I'm setting up a rig for my friend who does't know anything about computer hardware. he uses Photoshop and corel draw in his work(he has his own firm)
I was thinking something like this:

AMD Athlon 64 X2 3800+
1-2GB DDR400 RAM
2x200-250GB disks in raid-0 setup. reliable quiet disks. seagate? I heard samsung had really quiet disks, but I'm not sure.

Motherboard could be anything really
as long as it has 4 dimm slots, and runs stable with 4 dimms at ddr400. most motherboards have the needed pheripherials, as USB2, RAID.

not sure about graphics card since no 3D is required. Matrox pops up when thinking of 2D quality cards, but not sure.

cpu cooler is also one thing. he wants it quit but not so his disks risk overheating and caving in early. so I thinking big CPU heatsing and big slow rpm fan, what's it called, the flower one 7000cu something. is it any good?

and a 120mm chassi fan sucking out the air in the back, should be sufficient right?

what else...

my questions are, 1 or 2GB ram, or should I buy 1GB ram and upgrade if needed? or is it important to get close "batches" on paired RAM or is it enough with same brand same/close model.

and I thought the AMD X2 3800+ would be a good idea, he has alot of programs open and the way he uses the computer I'd say dual core would improve alot. and the X2 3800+ would be the best bang for the buck on dual core.

so what do u guys suggest?

/Xaph

More about : component advice photoshop rig

October 11, 2005 6:25:34 PM

The stock cooler on the A64's is pretty nice, and reasonably quiet too. If you want more don't get the zalman 7000, get an XP-120 (Get the 90c if the 120 doesn't fit on your mobo) and a quiet fan to fit.

Get 2gig of RAM (2x1024) so he's got it, and that leaves 2 more sockets to upgrade with later. The 'close batch' concept is a good idea - you may get wierd issues (or it just doesn't work) with badly mismatched memory.

Don't know about video cards, but for those uses, just about anything will probably work fine (even the $40 cheapy). Probably get a better suggestion in the graphics card section.

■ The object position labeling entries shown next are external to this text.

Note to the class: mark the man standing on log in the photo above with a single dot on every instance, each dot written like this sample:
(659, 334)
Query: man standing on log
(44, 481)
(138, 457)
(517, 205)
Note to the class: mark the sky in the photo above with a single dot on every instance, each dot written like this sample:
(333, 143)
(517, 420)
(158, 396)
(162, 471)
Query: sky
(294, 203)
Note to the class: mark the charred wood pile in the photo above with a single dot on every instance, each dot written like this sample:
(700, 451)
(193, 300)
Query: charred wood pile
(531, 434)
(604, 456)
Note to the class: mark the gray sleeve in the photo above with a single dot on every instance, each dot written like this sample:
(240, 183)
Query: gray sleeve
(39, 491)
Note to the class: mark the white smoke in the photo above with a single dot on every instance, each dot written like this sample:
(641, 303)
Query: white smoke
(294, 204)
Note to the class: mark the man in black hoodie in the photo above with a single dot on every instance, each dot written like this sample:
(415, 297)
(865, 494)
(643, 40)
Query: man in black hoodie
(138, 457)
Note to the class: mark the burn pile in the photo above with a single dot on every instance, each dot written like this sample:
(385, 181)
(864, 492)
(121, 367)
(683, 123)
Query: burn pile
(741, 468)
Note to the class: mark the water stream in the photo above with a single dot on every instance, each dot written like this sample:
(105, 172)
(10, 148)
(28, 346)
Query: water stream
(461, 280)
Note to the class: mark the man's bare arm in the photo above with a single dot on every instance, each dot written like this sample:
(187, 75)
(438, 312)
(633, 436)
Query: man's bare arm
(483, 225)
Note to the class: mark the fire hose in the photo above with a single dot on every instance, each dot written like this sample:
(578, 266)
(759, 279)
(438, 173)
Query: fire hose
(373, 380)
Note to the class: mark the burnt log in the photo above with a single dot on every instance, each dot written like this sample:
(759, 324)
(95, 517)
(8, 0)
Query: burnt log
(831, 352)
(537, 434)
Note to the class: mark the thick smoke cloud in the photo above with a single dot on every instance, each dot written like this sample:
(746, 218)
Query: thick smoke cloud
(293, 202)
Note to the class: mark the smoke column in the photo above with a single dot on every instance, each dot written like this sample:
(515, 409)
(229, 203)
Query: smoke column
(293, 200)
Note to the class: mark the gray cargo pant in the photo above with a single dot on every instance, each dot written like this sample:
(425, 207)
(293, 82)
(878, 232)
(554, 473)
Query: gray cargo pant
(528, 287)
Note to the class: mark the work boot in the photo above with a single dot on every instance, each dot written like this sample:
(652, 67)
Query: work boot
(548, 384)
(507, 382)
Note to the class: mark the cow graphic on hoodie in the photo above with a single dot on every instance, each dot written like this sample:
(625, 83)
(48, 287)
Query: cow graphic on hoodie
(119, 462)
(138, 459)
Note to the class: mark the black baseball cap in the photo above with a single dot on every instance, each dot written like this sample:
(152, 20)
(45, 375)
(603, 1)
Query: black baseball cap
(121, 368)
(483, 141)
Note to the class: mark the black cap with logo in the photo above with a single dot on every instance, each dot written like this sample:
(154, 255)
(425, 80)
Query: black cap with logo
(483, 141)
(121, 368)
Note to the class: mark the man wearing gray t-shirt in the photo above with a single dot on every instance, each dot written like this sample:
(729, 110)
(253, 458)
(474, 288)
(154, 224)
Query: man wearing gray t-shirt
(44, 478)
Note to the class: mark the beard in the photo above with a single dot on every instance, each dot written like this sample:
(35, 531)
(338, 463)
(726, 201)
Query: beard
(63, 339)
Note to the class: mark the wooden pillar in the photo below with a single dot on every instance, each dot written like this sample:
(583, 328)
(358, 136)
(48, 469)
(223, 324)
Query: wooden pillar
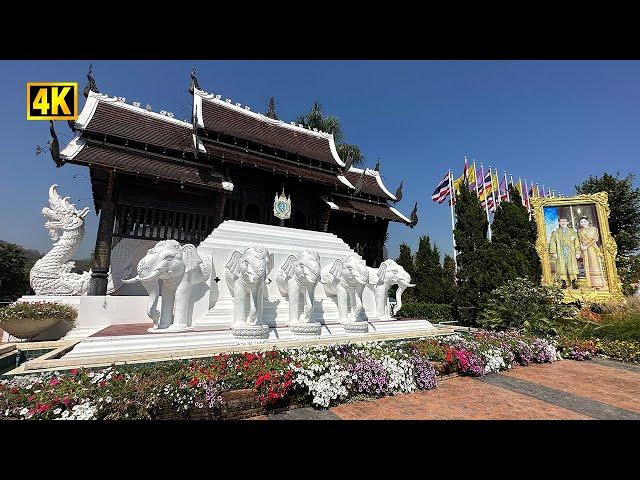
(324, 220)
(102, 253)
(221, 200)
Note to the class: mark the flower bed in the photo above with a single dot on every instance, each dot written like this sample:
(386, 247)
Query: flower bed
(244, 384)
(580, 349)
(29, 319)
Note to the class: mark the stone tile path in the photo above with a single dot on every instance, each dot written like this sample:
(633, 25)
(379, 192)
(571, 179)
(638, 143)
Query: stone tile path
(565, 390)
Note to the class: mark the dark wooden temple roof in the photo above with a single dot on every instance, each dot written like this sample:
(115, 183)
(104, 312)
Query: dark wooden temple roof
(118, 119)
(220, 116)
(112, 134)
(140, 163)
(362, 207)
(248, 159)
(372, 183)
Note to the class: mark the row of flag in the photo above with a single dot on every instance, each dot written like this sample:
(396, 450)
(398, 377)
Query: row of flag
(488, 186)
(490, 189)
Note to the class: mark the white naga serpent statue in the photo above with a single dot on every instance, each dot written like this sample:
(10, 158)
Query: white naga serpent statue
(51, 275)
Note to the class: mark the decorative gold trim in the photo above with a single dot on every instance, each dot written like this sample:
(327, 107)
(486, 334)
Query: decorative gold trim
(601, 201)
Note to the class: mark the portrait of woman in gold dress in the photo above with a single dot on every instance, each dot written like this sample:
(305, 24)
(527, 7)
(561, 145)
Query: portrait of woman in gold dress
(588, 236)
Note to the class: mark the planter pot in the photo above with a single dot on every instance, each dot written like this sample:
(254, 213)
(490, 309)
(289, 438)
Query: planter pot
(27, 328)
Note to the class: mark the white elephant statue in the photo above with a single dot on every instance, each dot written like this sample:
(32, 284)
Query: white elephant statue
(297, 277)
(345, 280)
(177, 268)
(381, 279)
(246, 273)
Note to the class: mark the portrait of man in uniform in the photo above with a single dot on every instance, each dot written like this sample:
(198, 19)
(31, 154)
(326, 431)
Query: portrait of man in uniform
(564, 248)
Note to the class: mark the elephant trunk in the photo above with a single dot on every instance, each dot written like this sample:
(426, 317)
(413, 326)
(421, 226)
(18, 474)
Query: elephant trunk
(402, 285)
(152, 276)
(152, 287)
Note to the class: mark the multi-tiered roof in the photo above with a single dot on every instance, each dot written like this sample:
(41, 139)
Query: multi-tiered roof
(132, 139)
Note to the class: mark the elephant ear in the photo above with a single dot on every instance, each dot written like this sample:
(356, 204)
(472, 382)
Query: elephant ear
(232, 270)
(234, 263)
(289, 266)
(336, 269)
(381, 274)
(190, 257)
(270, 263)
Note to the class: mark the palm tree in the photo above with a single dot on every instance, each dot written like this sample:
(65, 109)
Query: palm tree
(330, 124)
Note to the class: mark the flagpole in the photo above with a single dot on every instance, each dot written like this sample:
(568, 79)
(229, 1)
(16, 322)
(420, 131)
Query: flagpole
(453, 222)
(475, 173)
(526, 187)
(506, 184)
(521, 191)
(499, 196)
(486, 207)
(493, 189)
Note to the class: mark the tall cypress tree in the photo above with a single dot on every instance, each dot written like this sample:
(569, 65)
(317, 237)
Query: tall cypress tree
(405, 259)
(514, 235)
(449, 279)
(472, 247)
(428, 272)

Get DFI or Epox mobos if that PC will be overclocked. Otherwise get an nForce4 chipset and whatever model and mfg that fits the features and price. Asus is ok when not overclocking, and the DFI needs too much work to get set up properly UNLESS you're overclocking (then all the setup work pays off).

I like Seagate - nice and quiet. WD & Samsung are pretty quiet as well.

Mike.

<font color=blue>Outside of a dog, a book is man's best friend. Inside the dog its too dark to read.
-- Groucho Marx</font color=blue>
October 11, 2005 7:28:24 PM

Asus is a great motherboard for non-overclockers.

2GB RAM for sure. Get Corsair, Kingston, OCZ, or Crucial. Pc3200, 2x1024.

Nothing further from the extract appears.